The animation generation module 508 also includes an optional service integration module 616. This component is configured to enhance the system's flexibility by allowing the incorporation of third-party animation services to generate video sequences directly, with control over finer details of the animation. The service integration module allows users to produce animations quickly while using existing animation platforms with third-party capabilities.

In step 312, the narrative generation module 510 executes. The narrative generation module comprises: i) a dynamic prompting architecture configured to generate narrative text by leveraging professional screenwriting techniques and modular prompt structures, ensuring narrative cohesion and character trait preservation, and ii) a cultural sensitivity matrix and age-appropriate content filter configured to tailor the narrative content to specific developmental stages and cultural norms. The narrative generation module is configured for creating the textual content of the interactive story that is culturally sensitive and age-appropriate.

The narrative generation module includes a dynamic prompting architecture configured to generate narrative text by using screenwriting techniques, which are embedded within the system.
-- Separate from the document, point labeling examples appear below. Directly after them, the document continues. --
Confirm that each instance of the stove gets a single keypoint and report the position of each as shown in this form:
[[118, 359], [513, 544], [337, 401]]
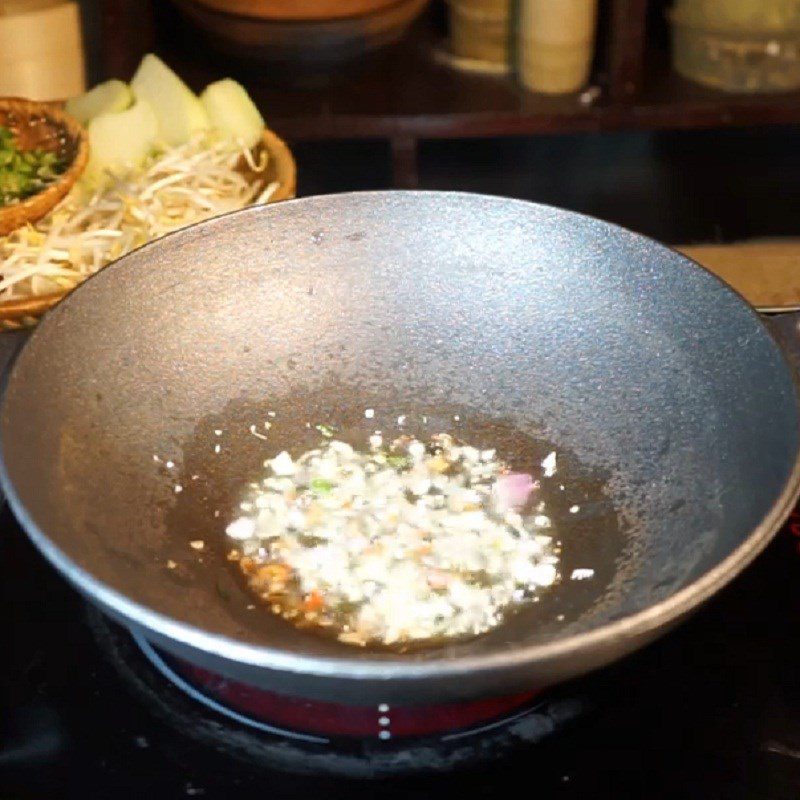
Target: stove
[[710, 711]]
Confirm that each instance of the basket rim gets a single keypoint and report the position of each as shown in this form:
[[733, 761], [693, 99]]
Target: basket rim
[[18, 312], [38, 205]]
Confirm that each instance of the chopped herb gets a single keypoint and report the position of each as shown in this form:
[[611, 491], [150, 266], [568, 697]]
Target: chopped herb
[[24, 173], [321, 486]]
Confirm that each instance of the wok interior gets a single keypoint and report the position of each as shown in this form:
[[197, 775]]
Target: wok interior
[[644, 370]]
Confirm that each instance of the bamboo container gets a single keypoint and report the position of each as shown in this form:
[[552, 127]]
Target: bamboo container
[[479, 29], [556, 44], [41, 49]]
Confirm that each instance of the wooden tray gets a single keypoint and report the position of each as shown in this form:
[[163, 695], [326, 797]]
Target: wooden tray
[[15, 314], [766, 273]]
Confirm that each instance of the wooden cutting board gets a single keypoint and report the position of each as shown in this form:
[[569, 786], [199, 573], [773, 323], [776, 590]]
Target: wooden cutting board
[[766, 273]]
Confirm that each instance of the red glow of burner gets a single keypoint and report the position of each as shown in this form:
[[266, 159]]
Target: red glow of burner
[[793, 525], [332, 719]]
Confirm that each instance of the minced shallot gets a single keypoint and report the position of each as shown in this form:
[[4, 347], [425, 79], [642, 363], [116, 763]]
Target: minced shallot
[[403, 543]]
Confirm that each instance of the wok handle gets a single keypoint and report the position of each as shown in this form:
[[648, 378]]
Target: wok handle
[[10, 344]]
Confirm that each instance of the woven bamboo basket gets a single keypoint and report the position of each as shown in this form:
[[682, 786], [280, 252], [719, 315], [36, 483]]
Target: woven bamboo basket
[[281, 169], [42, 126]]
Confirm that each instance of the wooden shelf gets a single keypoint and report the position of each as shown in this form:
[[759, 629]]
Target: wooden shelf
[[404, 93]]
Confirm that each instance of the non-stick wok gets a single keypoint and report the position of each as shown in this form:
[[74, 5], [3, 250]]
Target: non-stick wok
[[643, 367]]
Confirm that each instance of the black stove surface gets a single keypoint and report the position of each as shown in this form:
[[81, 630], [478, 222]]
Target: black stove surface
[[710, 711]]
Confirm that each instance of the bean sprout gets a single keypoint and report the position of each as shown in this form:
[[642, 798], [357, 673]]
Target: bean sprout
[[90, 228]]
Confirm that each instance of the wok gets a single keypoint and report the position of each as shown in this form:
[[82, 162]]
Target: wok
[[642, 366]]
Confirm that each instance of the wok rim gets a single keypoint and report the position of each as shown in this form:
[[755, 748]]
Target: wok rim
[[634, 626]]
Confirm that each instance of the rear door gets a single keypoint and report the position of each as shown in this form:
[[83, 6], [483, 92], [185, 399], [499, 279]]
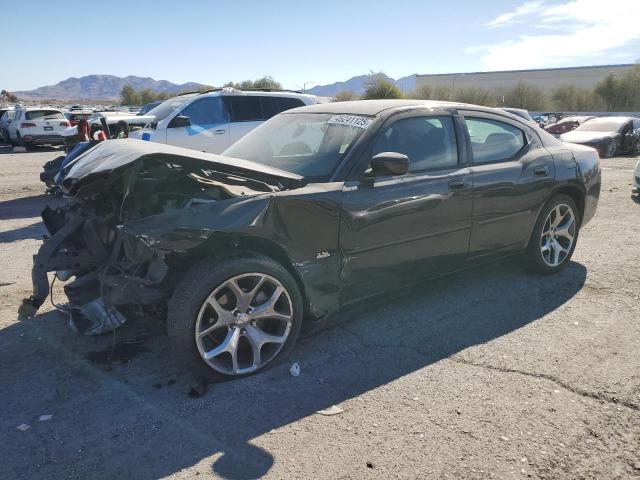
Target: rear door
[[512, 176], [43, 122], [399, 229], [209, 130]]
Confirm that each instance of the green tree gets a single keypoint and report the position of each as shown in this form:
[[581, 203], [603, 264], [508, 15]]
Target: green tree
[[377, 86], [525, 95], [345, 96], [266, 82], [9, 97], [428, 92], [576, 99]]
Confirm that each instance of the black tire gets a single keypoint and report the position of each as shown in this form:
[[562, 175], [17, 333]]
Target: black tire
[[611, 149], [197, 285], [534, 260], [22, 143]]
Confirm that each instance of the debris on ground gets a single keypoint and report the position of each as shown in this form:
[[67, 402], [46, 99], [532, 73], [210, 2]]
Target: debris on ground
[[295, 369], [198, 390], [332, 410]]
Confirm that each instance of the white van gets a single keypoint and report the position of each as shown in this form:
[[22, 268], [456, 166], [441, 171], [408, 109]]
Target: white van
[[211, 121]]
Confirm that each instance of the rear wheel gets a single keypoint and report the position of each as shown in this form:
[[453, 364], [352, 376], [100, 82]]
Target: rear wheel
[[235, 317], [554, 236]]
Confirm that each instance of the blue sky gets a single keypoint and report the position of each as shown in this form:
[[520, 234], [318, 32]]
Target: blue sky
[[216, 41]]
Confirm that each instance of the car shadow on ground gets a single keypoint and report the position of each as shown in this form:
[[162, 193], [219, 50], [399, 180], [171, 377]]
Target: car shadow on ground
[[27, 207], [34, 231], [129, 416], [6, 149]]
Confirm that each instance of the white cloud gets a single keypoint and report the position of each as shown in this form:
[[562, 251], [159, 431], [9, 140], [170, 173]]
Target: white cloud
[[582, 29], [517, 16]]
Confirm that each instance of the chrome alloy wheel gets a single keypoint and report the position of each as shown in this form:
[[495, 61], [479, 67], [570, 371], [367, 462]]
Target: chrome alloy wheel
[[558, 235], [244, 323]]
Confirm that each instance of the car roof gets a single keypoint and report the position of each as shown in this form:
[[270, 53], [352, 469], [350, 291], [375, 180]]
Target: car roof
[[375, 107], [39, 108]]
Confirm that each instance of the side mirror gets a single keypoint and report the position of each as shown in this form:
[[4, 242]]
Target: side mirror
[[179, 121], [388, 164]]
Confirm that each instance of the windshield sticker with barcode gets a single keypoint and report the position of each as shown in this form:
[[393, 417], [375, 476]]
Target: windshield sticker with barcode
[[351, 121]]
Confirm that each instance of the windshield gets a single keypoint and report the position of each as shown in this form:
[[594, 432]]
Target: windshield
[[166, 108], [602, 125], [307, 144], [43, 115]]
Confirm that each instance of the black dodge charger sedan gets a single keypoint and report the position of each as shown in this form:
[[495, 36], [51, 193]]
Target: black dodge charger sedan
[[318, 207]]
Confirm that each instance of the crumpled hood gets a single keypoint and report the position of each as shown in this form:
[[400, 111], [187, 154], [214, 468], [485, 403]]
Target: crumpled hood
[[579, 136], [113, 154]]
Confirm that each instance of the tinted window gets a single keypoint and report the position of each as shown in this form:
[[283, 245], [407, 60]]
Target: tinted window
[[287, 103], [270, 107], [492, 140], [206, 111], [43, 114], [602, 125], [429, 142], [245, 109]]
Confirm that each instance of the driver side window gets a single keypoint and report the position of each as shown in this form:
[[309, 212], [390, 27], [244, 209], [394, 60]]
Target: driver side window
[[206, 111], [429, 142]]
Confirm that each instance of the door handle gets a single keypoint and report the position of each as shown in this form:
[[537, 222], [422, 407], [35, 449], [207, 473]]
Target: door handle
[[542, 171], [457, 184]]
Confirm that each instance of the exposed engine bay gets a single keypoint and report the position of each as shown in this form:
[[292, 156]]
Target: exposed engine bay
[[110, 270]]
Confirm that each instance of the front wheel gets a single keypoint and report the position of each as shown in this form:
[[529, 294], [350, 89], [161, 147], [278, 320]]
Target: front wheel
[[554, 236], [234, 317]]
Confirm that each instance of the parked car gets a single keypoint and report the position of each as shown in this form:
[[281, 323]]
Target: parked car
[[212, 121], [74, 116], [609, 135], [316, 208], [5, 116], [148, 107], [566, 124], [521, 112], [37, 126]]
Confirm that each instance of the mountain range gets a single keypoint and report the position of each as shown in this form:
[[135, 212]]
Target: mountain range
[[108, 87], [356, 85], [102, 87]]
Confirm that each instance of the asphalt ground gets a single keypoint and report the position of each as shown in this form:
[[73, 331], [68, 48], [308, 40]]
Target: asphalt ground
[[493, 373]]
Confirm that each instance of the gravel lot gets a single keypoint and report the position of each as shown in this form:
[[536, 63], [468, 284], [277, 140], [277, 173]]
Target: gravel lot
[[490, 374]]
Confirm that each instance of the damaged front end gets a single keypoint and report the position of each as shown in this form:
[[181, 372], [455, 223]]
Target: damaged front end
[[116, 184]]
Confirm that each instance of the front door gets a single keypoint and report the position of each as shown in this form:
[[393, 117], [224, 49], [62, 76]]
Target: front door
[[400, 229], [209, 130]]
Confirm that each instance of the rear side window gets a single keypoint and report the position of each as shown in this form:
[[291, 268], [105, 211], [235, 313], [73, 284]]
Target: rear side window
[[429, 142], [206, 111], [270, 107], [287, 103], [493, 141], [245, 109], [43, 115]]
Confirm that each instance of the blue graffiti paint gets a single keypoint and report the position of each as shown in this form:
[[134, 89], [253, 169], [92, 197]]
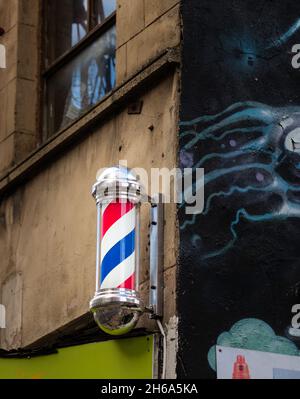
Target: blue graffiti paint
[[261, 156]]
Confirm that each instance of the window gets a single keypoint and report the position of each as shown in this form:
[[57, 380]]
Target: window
[[79, 58]]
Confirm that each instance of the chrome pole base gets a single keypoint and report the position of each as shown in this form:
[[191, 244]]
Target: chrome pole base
[[117, 310]]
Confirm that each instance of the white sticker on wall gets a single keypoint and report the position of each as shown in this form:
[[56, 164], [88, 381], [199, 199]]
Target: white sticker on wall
[[235, 363]]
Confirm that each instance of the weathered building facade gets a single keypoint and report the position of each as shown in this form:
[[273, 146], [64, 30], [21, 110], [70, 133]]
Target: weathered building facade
[[48, 219], [160, 84]]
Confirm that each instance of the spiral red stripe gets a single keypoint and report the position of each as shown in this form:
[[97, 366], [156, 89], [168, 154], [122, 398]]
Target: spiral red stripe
[[114, 212]]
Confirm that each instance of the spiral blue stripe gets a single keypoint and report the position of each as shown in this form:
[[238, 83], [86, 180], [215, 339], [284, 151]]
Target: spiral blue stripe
[[117, 254]]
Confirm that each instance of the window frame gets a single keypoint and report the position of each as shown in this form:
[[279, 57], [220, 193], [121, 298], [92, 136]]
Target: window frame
[[50, 70]]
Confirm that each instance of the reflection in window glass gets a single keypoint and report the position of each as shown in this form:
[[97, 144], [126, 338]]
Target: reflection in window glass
[[81, 83], [102, 9], [67, 24]]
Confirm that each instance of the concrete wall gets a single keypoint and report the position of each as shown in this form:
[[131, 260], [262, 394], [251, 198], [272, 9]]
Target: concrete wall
[[48, 223], [19, 81], [47, 232], [145, 29]]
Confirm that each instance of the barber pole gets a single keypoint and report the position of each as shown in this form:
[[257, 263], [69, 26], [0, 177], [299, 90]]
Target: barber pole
[[116, 305], [117, 241]]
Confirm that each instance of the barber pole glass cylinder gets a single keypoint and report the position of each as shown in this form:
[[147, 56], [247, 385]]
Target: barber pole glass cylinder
[[116, 305]]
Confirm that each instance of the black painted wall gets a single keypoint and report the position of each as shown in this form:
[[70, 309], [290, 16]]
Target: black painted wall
[[240, 110]]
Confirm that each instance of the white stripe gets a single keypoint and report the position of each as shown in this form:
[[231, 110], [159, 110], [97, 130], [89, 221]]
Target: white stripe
[[120, 273], [104, 206], [120, 229]]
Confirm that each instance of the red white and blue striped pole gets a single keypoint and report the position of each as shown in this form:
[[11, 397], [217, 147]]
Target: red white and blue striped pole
[[116, 305], [117, 242]]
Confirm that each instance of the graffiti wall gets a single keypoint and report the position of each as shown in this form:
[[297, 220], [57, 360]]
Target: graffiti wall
[[239, 277]]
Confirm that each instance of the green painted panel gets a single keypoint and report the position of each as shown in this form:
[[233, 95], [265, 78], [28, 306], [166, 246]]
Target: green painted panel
[[125, 358]]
This feature adapts to different storytelling needs, using modular prompt structures to create a variety of storylines while maintaining narrative cohesion. The prompt structures are carefully designed to ensure that the resulting text adheres to storytelling principles, such as character development, plot progression, and thematic consistency. The dynamic prompting architecture also preserves character traits throughout the narrative. The system uses the prompts to maintain the consistency of character behavior, dialogue, and development within the story.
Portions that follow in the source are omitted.